(Editor's note: If the success of a technology or product depends on "interoperability," standards do matter. Still, standardization processes, if not done right, can stifle innovation. When to start the standardization process (or not) often feels more like an art than a science. What's your own experience? Join the conversation.)
Do industry standards still matter? With so many standards and so many standards bodies, where's the value? These questions are often asked in today's business world.
There often comes a point in the development of an industry when the ecosystem that has sprung up around it grows sprawling and unruly. At this stage, "standards compliant" might mean nothing more than a given product's ability to operate with others from the same vendor. It might seem as though standards--and the investment and confusion that they entail--are strangling, rather than supporting, innovation and market growth.
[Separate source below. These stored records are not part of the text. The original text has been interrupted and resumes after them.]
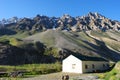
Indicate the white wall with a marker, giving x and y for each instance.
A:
(75, 65)
(72, 64)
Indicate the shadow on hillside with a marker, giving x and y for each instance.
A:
(4, 31)
(102, 50)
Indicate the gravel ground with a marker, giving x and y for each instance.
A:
(58, 76)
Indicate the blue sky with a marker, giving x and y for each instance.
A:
(30, 8)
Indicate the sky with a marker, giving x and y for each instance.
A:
(30, 8)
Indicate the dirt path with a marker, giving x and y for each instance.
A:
(58, 76)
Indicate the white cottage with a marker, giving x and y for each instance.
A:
(77, 64)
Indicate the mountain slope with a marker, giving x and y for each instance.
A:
(79, 42)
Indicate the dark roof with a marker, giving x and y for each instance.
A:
(87, 58)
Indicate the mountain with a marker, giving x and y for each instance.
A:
(92, 35)
(92, 21)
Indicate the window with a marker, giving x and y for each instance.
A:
(93, 66)
(73, 66)
(86, 66)
(107, 65)
(103, 65)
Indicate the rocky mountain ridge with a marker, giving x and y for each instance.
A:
(92, 21)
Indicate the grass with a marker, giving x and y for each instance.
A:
(33, 69)
(114, 74)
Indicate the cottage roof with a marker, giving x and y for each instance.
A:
(87, 58)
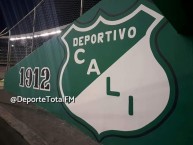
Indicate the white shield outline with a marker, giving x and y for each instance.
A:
(156, 15)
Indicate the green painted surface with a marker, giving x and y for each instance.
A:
(173, 52)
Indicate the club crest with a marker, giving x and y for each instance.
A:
(122, 87)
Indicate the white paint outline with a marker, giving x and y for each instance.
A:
(141, 7)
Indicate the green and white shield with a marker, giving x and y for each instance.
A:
(120, 85)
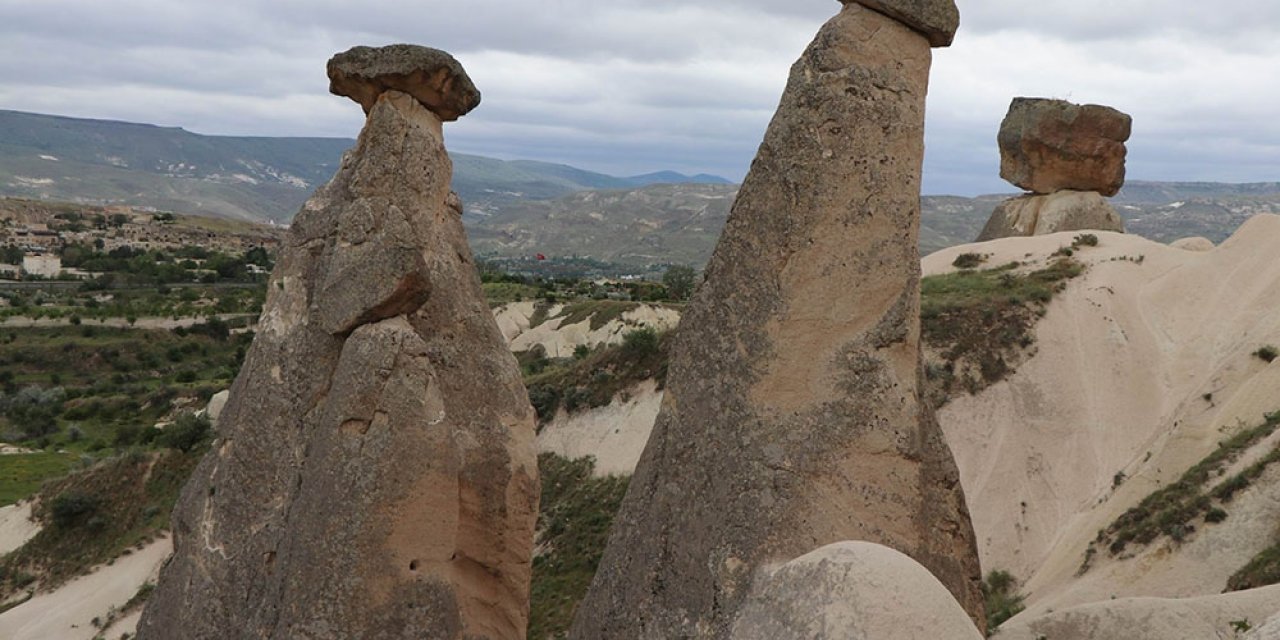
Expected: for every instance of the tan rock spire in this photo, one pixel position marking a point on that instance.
(794, 415)
(374, 474)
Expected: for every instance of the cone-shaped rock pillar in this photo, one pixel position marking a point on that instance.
(374, 474)
(794, 415)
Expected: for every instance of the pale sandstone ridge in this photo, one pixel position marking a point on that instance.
(1052, 145)
(433, 77)
(853, 592)
(1041, 215)
(375, 472)
(792, 415)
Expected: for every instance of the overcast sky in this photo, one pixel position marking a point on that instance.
(634, 86)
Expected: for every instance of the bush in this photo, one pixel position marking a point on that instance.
(73, 508)
(640, 342)
(968, 260)
(186, 433)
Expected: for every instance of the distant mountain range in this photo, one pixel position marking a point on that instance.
(251, 178)
(515, 208)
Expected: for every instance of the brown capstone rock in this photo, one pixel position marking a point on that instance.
(937, 19)
(794, 415)
(1041, 215)
(375, 474)
(1051, 145)
(433, 77)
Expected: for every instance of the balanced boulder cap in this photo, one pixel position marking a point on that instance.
(433, 77)
(1054, 145)
(936, 19)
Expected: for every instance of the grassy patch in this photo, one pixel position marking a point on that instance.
(572, 530)
(99, 513)
(981, 321)
(1173, 511)
(595, 379)
(21, 476)
(599, 311)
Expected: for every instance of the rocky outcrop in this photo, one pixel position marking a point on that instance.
(433, 77)
(792, 416)
(864, 590)
(375, 474)
(1052, 145)
(1069, 156)
(1061, 211)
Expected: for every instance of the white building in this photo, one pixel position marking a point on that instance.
(46, 265)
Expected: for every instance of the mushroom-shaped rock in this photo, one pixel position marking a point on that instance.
(856, 592)
(433, 77)
(936, 19)
(1052, 145)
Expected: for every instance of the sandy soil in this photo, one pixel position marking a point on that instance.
(560, 341)
(16, 526)
(1143, 365)
(81, 600)
(615, 434)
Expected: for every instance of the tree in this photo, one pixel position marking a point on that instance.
(680, 282)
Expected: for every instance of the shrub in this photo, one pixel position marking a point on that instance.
(1002, 599)
(640, 342)
(968, 260)
(186, 433)
(73, 508)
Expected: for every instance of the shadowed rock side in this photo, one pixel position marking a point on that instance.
(792, 415)
(374, 474)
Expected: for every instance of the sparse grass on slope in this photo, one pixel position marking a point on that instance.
(572, 529)
(97, 515)
(597, 379)
(981, 323)
(1173, 511)
(22, 475)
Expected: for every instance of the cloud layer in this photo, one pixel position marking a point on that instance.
(634, 86)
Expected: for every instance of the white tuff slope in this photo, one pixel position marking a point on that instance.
(1144, 364)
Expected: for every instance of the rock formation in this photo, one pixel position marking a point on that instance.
(374, 474)
(864, 590)
(1069, 156)
(792, 416)
(1060, 211)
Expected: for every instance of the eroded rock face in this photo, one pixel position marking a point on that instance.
(1041, 215)
(1052, 145)
(792, 415)
(853, 592)
(937, 19)
(374, 474)
(433, 77)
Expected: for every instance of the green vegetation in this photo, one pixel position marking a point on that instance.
(968, 260)
(87, 389)
(1000, 590)
(22, 475)
(981, 321)
(680, 282)
(1173, 510)
(572, 530)
(1267, 353)
(595, 379)
(96, 515)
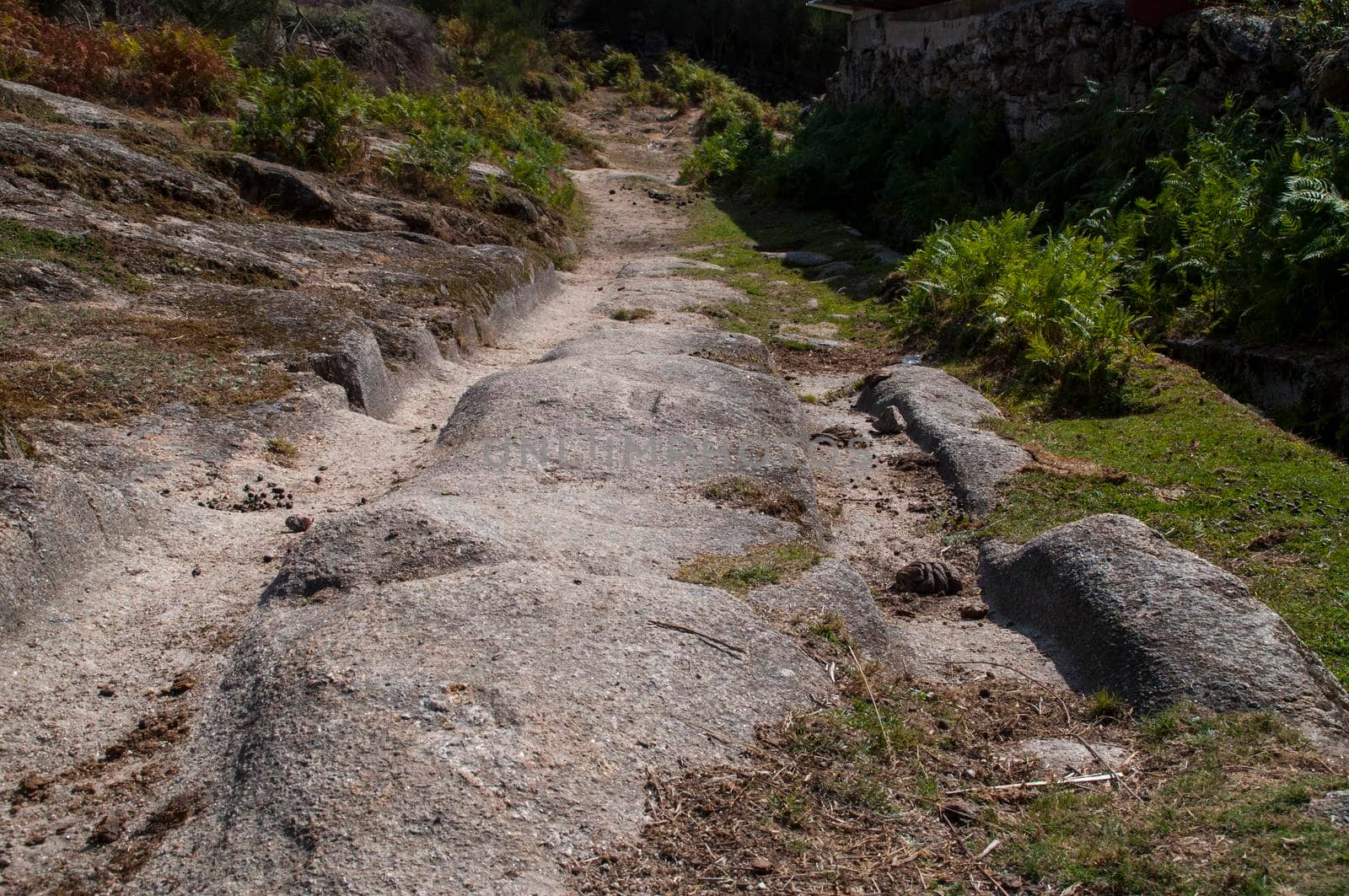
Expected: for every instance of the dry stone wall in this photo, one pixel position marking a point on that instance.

It's at precisely this stage, however, that building consensus around standards can trigger the industry's next surge.
Consider the example of environmental standards in information technology, where pressure has increased to improve energy efficiency and reduce the environmental footprint of equipment and practices. There is certainly no shortage of standards and regulations designed to "green" IT--and that's the problem. Different standards and regulations have been adopted in different technology areas and countries, and the burden to tailor products for each of the varied environments is suffocating development. In commodity markets, with very thin profit margins, any nickel or dime added to the cost of readying a product for the marketplace greatly affects that product's competitiveness.
Indeed, today the postproduction costs to recertify a technology for standards and regulatory compliance from country to country or region to region are hindering the drive toward a greener IT industry. Consolidation of the many disparate environmental standards into a set of common standards that is recognized globally would reduce the cost of certification, resulting in more competitive products and more capital to invest in addressing environmental issues.
It's a dynamic that is part of a growing industry's natural life cycle; indeed, health care might be entering this stage now. And, certainly, overarching standards adopted across utility jurisdictions will be a key requirement in the advancement of the smart grid, for which many of the enabling technologies already exist.